2)     Lead an assigned discussion on one of these five topics above (i.e., the Arabic numerals); 40% of grade; due according to class schedule.

3)     Propose a FB app/page related to: a) a political candidate of your choice, b) a cultural institution such an archive, bookstore, or a library; or c) a personal home page; in any case, before writing your two-page paper proposing such a page and discussing its design, see “Reading is Sooo Not My Thing”; 50% of grade, due last class session.





Attendance is expected; you cannot pass this course, having missed the first two sessions.  Otherwise, attendance is not formally counted except for leading one class session; class contributions are formally graded during the oral presentations; in borderline cases, however, I will consider overall attendance and class contributions in determining your final Pass/Fail grade. As you know, all grades, including the final grade, are subjective--merely the opinion of the instructor. Papers should cite the textbooks and/or other sources. When you receive a paper back with a grade, be sure to check ursa.ucla.edu or My.UCLA.edu to be sure that they match.  Again, grading is necessarily subjective; if these standards are not clear, please ask for further clarification at any time.

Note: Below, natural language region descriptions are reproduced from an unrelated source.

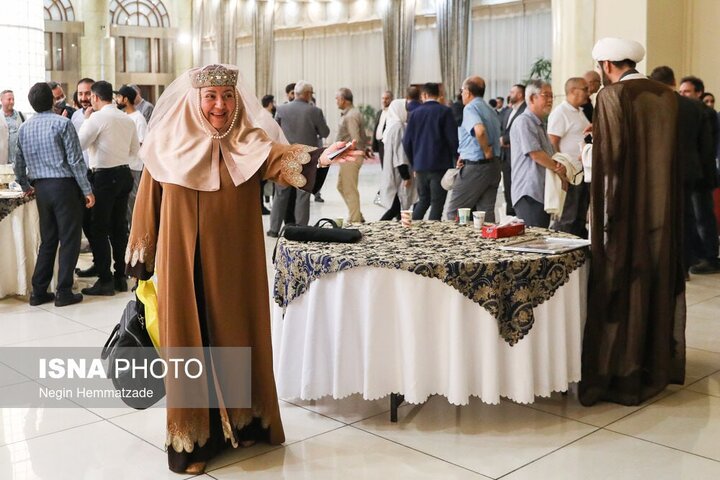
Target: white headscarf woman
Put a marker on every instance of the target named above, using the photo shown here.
(391, 183)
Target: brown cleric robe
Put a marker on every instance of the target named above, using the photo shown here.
(634, 341)
(207, 249)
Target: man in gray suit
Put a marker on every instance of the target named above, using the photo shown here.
(517, 107)
(302, 123)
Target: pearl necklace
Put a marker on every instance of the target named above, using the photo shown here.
(218, 136)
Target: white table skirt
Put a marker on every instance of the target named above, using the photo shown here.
(380, 331)
(19, 244)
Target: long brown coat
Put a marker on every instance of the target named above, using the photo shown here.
(634, 342)
(175, 230)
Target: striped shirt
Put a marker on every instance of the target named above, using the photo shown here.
(48, 147)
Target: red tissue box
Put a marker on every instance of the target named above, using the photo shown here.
(502, 231)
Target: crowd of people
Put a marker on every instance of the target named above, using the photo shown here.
(647, 150)
(80, 159)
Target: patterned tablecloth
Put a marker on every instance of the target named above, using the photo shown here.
(7, 205)
(506, 284)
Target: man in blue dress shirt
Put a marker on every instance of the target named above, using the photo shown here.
(477, 182)
(49, 162)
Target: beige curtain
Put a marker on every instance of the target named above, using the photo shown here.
(264, 39)
(227, 50)
(398, 21)
(453, 20)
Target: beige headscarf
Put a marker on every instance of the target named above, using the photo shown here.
(182, 148)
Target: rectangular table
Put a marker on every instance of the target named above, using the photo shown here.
(379, 331)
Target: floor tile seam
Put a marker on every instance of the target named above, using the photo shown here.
(109, 420)
(421, 452)
(67, 317)
(305, 407)
(317, 413)
(597, 429)
(532, 407)
(50, 336)
(700, 379)
(660, 444)
(703, 349)
(277, 447)
(653, 401)
(51, 433)
(272, 449)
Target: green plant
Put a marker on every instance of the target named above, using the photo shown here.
(368, 113)
(540, 69)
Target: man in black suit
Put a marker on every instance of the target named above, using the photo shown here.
(430, 143)
(517, 100)
(377, 144)
(694, 143)
(701, 195)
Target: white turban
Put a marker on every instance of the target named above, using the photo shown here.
(618, 49)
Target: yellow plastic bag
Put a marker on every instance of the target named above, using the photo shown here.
(146, 294)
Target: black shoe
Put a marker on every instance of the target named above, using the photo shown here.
(100, 288)
(88, 272)
(120, 284)
(705, 267)
(63, 300)
(40, 298)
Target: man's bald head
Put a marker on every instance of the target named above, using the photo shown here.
(593, 80)
(577, 91)
(473, 87)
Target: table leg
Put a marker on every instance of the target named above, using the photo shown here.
(396, 399)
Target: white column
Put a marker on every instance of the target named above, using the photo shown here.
(23, 52)
(573, 38)
(96, 45)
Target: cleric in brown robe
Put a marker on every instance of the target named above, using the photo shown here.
(634, 341)
(197, 212)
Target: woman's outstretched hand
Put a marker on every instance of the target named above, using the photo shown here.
(349, 155)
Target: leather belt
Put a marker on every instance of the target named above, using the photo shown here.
(110, 168)
(476, 162)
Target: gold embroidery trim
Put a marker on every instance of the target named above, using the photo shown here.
(197, 431)
(291, 164)
(141, 250)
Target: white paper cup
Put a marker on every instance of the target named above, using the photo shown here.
(478, 219)
(406, 218)
(463, 216)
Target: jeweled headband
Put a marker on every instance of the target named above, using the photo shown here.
(214, 76)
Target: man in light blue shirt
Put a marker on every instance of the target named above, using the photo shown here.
(479, 135)
(50, 158)
(532, 156)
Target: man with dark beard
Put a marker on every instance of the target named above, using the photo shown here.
(634, 341)
(125, 100)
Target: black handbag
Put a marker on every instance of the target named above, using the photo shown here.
(130, 341)
(319, 233)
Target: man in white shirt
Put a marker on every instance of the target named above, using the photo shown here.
(125, 100)
(565, 130)
(4, 143)
(77, 119)
(111, 140)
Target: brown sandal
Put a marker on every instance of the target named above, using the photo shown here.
(196, 468)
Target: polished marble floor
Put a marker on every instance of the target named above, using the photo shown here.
(674, 436)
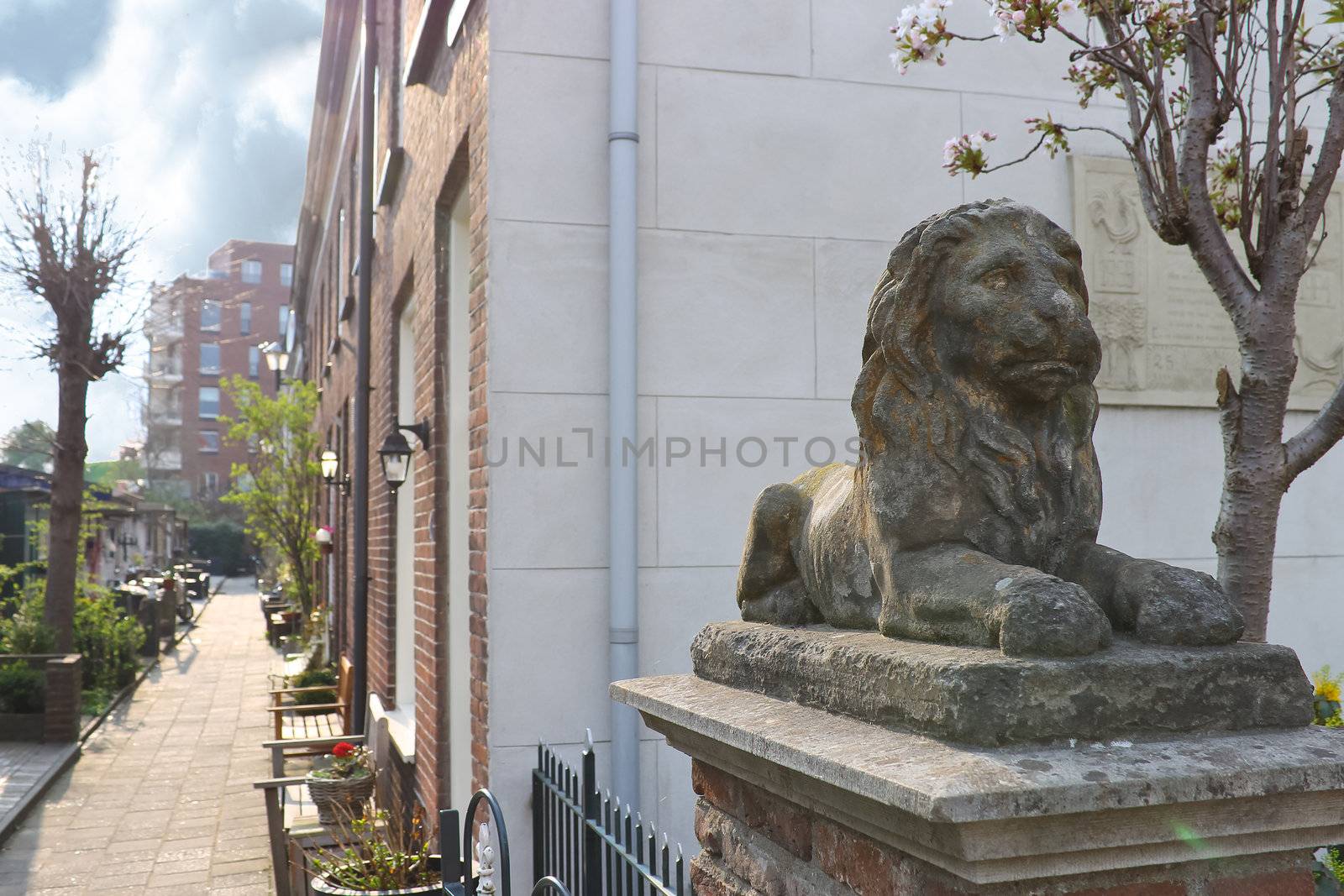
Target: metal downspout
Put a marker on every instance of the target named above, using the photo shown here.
(360, 490)
(622, 332)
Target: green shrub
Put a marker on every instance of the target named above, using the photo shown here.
(24, 629)
(22, 688)
(108, 640)
(222, 543)
(313, 679)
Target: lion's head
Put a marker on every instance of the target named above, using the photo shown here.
(979, 352)
(991, 293)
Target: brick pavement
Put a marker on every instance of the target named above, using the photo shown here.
(161, 799)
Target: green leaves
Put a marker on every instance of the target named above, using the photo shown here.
(277, 486)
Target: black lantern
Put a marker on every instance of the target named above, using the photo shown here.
(276, 355)
(396, 453)
(329, 464)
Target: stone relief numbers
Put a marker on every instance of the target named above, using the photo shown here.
(1163, 331)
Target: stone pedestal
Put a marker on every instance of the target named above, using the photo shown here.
(800, 801)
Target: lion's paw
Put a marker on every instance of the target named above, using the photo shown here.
(1173, 605)
(1047, 617)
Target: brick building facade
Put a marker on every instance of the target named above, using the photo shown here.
(780, 156)
(202, 331)
(427, 555)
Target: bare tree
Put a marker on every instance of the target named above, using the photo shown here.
(71, 251)
(1215, 98)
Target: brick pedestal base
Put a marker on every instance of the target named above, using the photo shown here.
(800, 802)
(757, 844)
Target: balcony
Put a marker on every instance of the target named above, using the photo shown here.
(170, 459)
(163, 328)
(165, 372)
(165, 417)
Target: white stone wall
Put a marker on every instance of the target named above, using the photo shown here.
(781, 156)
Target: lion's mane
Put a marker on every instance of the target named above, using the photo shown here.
(905, 402)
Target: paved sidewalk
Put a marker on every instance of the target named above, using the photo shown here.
(161, 799)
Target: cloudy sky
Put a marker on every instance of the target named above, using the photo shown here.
(202, 109)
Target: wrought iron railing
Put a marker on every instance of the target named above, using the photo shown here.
(586, 841)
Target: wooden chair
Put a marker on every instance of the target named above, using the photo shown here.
(291, 815)
(308, 721)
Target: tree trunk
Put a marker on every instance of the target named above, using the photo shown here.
(66, 504)
(1254, 466)
(1245, 537)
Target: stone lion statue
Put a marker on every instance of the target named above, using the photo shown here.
(972, 513)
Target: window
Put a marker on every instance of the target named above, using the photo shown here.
(452, 255)
(207, 399)
(210, 315)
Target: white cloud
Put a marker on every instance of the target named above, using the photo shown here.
(202, 109)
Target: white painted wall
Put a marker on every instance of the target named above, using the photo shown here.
(781, 156)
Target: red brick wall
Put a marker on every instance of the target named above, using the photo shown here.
(757, 844)
(443, 129)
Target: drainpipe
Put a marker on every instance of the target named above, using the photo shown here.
(360, 490)
(622, 355)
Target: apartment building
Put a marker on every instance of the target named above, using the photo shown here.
(203, 329)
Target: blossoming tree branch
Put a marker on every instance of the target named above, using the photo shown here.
(1216, 98)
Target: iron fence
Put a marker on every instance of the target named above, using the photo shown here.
(586, 841)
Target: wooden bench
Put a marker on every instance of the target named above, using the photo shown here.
(296, 721)
(291, 815)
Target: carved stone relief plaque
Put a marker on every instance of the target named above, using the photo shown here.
(1163, 332)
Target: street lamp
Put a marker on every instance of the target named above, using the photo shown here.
(329, 463)
(396, 453)
(277, 359)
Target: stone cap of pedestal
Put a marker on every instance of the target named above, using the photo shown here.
(1023, 812)
(980, 696)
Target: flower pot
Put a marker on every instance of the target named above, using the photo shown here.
(346, 795)
(320, 886)
(323, 886)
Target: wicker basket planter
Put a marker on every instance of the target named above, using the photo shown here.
(343, 794)
(323, 886)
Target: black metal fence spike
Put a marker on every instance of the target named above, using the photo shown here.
(591, 842)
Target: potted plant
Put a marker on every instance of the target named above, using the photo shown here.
(343, 783)
(22, 701)
(385, 855)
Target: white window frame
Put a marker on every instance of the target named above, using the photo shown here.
(403, 626)
(457, 449)
(201, 410)
(212, 369)
(219, 315)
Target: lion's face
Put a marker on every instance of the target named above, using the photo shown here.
(1011, 313)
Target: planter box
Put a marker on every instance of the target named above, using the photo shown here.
(26, 726)
(64, 684)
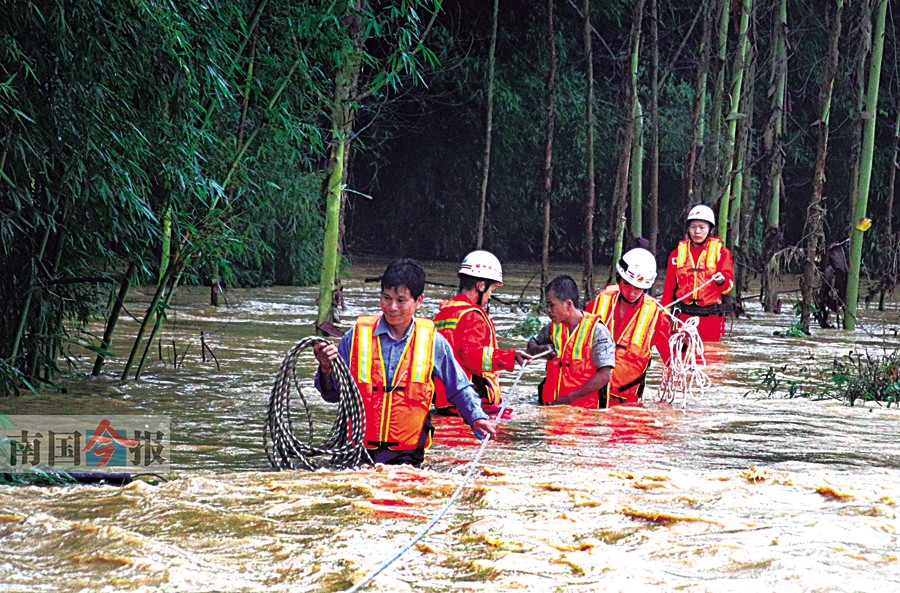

"Readings," so labeled above, are required; other WWW links or "additional readings" are optional.  Backup your work regularly. During class, cell phones should be off or on vibrate.  As for late papers: all papers and presentations are due on due date.  Unexcused late papers will be substantially penalized—half letter grade per session.  Suspected research misconduct (including fabrication, falsification, or plagiarism--such as click, drag, copy, and paste without adequate attribution) will result in a grade of DR and be reported to the UCLA Dean of Students; be sure to submit your first paper to TurnItIn.com, if you have any doubts about plagiarism, before handing it in to me.  No extra credit is given.  Incompletes are not awarded in this class; plan accordingly. Disabled students must present the appropriate form from the Office of Student Disabilities at the beginning of the quarter, if they wish special accommodation. You may drop the class up until the last class, according to the UCLA Registrar.


I reserve the right to change the content of this syllabus for any reason including the accommodation of field trips and guest speakers.  Also, I practice the policy of continuous improvement, so please check back even if we have completed a unit.


Updated:  29 February 2012; created: 11 May 2009; I also wish to acknowledge the helpful contributions of Millie Tran, my 2011 Global Studies undergraduate honors student as well as Michal Matejovic, my 2011 international graduate student from the University of Utrecht for identifying useful websites.